The regulators need to agree that a drug is appropriate for a particular subset of patients for this new classification of disease for instance, and, indeed, they will need to agree that a specific biomarker, if it is positive, will give the green light for the drugs in question.

It is not enough to just have the science in place; the regulators must also embrace the concept.

Once these things have been achieved, the unavoidable economic challenges must then be faced; even if a new drug has been accepted by the regulators as having a good profile, it must then be funded.

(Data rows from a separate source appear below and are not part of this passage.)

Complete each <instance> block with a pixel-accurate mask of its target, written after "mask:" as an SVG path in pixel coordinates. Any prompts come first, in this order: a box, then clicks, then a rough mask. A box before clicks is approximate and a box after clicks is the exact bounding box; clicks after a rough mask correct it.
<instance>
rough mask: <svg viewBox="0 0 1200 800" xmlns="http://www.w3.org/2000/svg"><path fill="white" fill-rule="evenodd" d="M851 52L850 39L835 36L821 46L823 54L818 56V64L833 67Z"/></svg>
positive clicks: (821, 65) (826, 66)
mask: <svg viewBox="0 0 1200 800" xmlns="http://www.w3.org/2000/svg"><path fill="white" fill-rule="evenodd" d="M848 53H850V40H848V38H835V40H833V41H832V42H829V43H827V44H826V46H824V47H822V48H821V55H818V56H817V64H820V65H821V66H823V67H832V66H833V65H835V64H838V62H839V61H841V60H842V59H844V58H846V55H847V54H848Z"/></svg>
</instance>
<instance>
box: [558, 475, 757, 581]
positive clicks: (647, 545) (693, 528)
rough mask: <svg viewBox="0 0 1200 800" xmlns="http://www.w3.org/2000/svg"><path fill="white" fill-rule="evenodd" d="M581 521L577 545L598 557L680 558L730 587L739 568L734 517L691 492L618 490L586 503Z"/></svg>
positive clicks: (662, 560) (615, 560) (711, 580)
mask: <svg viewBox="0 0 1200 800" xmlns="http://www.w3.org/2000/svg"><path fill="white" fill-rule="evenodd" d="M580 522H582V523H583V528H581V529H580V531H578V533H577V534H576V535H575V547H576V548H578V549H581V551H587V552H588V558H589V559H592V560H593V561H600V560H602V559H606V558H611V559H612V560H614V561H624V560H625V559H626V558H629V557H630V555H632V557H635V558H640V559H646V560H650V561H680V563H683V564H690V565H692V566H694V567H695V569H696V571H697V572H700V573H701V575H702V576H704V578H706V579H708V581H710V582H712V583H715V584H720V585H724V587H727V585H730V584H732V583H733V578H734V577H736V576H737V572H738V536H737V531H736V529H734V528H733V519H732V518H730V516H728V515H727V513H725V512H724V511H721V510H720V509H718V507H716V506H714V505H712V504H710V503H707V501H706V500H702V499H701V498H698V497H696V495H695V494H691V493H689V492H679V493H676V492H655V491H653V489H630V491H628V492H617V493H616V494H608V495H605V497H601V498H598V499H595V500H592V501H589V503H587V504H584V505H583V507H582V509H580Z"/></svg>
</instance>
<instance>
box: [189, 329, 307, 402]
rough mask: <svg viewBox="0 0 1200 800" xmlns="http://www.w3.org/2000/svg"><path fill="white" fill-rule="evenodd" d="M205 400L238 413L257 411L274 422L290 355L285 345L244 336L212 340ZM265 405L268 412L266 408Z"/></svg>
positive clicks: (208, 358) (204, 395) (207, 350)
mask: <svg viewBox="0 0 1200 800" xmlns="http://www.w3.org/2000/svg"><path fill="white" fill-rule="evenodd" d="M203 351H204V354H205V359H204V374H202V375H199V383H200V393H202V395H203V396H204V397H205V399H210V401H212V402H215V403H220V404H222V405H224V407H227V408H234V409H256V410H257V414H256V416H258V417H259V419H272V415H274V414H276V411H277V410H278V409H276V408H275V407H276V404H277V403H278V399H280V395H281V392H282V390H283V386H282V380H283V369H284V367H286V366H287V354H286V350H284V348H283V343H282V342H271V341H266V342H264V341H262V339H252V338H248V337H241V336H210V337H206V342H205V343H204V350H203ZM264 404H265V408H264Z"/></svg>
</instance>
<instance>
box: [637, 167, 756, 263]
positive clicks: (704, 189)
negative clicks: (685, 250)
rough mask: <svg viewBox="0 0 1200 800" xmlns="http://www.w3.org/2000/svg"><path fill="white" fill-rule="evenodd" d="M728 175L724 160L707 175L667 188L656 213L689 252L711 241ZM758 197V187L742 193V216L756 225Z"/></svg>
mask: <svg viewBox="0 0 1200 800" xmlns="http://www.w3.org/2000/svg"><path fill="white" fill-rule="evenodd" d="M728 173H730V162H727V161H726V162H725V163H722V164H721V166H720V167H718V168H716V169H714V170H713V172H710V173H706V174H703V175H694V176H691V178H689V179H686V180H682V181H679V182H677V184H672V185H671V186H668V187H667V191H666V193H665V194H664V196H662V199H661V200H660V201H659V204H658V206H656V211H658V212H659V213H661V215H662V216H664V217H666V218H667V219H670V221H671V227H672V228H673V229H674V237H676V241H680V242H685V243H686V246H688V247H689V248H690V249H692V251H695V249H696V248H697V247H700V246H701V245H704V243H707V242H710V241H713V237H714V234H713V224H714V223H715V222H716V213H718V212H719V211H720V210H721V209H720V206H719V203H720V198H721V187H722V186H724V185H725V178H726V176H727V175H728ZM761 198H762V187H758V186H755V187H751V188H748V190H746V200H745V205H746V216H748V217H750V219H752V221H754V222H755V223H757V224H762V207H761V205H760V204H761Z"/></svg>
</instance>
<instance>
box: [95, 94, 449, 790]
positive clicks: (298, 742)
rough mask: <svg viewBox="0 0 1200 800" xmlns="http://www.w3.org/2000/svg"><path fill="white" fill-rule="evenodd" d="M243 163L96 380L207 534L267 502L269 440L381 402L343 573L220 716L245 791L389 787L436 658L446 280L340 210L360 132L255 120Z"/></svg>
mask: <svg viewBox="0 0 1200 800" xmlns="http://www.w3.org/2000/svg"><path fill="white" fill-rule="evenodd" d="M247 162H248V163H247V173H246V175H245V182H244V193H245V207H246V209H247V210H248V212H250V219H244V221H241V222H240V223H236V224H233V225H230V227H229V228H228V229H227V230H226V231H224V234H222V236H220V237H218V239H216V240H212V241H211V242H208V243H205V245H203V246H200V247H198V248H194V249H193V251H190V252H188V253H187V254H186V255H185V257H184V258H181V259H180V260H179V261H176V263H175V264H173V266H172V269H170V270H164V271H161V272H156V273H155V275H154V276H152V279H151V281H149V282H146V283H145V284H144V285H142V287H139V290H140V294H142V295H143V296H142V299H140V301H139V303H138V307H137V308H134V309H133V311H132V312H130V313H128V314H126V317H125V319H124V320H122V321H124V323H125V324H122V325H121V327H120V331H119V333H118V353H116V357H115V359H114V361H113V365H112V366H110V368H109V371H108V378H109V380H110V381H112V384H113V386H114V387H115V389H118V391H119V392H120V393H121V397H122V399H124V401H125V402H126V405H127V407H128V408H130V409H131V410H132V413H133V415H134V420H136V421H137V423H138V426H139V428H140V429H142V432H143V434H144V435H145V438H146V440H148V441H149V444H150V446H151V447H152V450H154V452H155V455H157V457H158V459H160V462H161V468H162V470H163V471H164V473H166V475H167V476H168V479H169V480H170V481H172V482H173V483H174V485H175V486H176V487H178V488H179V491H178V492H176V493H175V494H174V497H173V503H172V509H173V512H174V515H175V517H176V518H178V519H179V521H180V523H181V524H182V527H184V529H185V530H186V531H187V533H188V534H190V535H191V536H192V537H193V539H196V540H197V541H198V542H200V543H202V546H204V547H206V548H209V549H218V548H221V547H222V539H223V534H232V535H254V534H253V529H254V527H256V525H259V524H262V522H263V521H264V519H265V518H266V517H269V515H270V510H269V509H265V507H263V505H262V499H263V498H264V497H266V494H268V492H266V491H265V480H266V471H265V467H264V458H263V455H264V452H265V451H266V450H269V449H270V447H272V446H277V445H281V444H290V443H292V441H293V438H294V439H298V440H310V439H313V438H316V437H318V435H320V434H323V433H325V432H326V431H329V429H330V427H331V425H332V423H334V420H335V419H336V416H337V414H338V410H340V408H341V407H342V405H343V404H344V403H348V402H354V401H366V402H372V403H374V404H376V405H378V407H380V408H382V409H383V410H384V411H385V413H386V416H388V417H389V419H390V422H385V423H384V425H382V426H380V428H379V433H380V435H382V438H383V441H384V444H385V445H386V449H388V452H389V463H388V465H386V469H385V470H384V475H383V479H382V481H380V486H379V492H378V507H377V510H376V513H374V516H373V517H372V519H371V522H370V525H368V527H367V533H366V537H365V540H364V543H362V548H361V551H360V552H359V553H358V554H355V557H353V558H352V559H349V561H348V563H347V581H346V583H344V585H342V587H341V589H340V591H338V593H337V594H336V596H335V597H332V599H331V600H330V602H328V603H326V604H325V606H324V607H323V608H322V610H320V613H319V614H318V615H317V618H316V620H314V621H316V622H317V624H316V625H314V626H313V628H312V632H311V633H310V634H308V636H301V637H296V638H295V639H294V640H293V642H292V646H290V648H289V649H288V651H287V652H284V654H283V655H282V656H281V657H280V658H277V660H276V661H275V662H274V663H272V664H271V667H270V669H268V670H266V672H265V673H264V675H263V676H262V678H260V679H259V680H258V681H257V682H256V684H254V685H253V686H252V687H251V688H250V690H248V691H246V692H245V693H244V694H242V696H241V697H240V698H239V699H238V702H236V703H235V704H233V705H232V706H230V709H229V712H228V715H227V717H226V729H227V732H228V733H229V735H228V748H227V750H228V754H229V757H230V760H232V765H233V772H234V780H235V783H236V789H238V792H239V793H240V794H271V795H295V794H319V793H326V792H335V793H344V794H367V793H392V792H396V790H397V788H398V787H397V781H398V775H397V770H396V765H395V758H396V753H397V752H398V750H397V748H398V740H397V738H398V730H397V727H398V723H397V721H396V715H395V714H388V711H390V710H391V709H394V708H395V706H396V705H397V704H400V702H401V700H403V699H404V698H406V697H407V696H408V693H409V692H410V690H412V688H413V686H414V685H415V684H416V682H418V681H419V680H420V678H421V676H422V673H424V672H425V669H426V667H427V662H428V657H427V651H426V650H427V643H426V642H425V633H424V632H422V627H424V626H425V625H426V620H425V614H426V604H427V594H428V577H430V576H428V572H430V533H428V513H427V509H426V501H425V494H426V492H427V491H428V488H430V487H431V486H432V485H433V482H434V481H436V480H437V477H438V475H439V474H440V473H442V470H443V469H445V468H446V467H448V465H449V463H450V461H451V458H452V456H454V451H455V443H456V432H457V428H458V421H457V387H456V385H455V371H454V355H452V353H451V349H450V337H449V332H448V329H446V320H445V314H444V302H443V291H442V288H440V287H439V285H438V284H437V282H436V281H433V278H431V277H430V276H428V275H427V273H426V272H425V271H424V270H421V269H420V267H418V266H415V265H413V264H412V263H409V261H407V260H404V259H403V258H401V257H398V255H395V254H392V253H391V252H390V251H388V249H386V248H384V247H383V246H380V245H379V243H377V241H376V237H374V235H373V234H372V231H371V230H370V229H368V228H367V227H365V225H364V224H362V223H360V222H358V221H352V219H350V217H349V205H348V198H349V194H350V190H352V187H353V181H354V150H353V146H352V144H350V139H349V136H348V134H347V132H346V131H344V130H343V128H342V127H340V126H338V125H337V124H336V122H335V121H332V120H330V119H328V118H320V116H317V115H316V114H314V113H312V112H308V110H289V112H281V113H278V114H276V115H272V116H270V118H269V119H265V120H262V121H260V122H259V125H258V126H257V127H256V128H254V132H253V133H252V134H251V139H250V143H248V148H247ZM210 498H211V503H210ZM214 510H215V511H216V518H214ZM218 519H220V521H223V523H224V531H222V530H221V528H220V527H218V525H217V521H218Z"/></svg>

As such, it is necessary to consider the approaches taken by financers, and a way in which this could be done is through a re-visiting of the way drugs access the market, perhaps via new forms of drug adaptive licensing.

In addition to the scientific, the regulatory and the economical, the implementation of personalised medicine will also face cultural challenges, and, in this sense, it will be necessary to foster a paradigm shift in the way in which many stakeholders view the drug development process; they need to realise that things are evolving, and that does not only relate to the way in which science is progressing, but also the way healthcare is organised, and so this requires a change in the mindset in order to foster an increasing amount of collaboration.

What are your views on the FET Human Brain Project and what are your hopes for personalised medicine generally?

The Human Brain Project is very important for the future of medicine in a very general sense, not least for the way in which it will enable us to learn so much more about the brain and the way it works and, by extension, about the ways in which drugs act on the brain.

Brain disease is a significant focus of the work that we do at the IMI, and we certainly hope to take advantage of the Human Brain FET flagship project by working collaboratively with those involved.

It is also of crucial importance that such large and long-term projects as this are being developed in Europe because they will play a fundamental part of what is needed to build the science I have referred to already, and thus will help to further the implementation of a truly personalised medicine.

How will the IMI continue to work towards the successful development and implementation of personalised medicine?

The IMI’s most recent call for proposals specifically addresses the issue of the taxonomy of disease, generating new classifications for Alzheimer’s, Parkinson’s, rheumatoid arthritis and lupus, and we plan to launch a huge project on induced pluripotent stem cells. The idea here is to use stem cells from patients to reproduce the disease process and, from there, to test new therapies which will be tailored to the needs of the different forms of the disease.

Public private partnerships are an ideal tool for driving the development of personalised medicines in diverse areas. How would you like to see the EU focus on this type of partnership evolve?

In Europe, I believe that we now have a strong basis for PPPs to continue, but there is more that can be done, and I hope that we can also come to do even more for SMEs and develop an even more patient-centric approach to medicine.

This will mean that a greater emphasis will need to be placed on the role of patients, care givers, and healthcare organisations, whilst also ensuring a strong collaboration with regulators.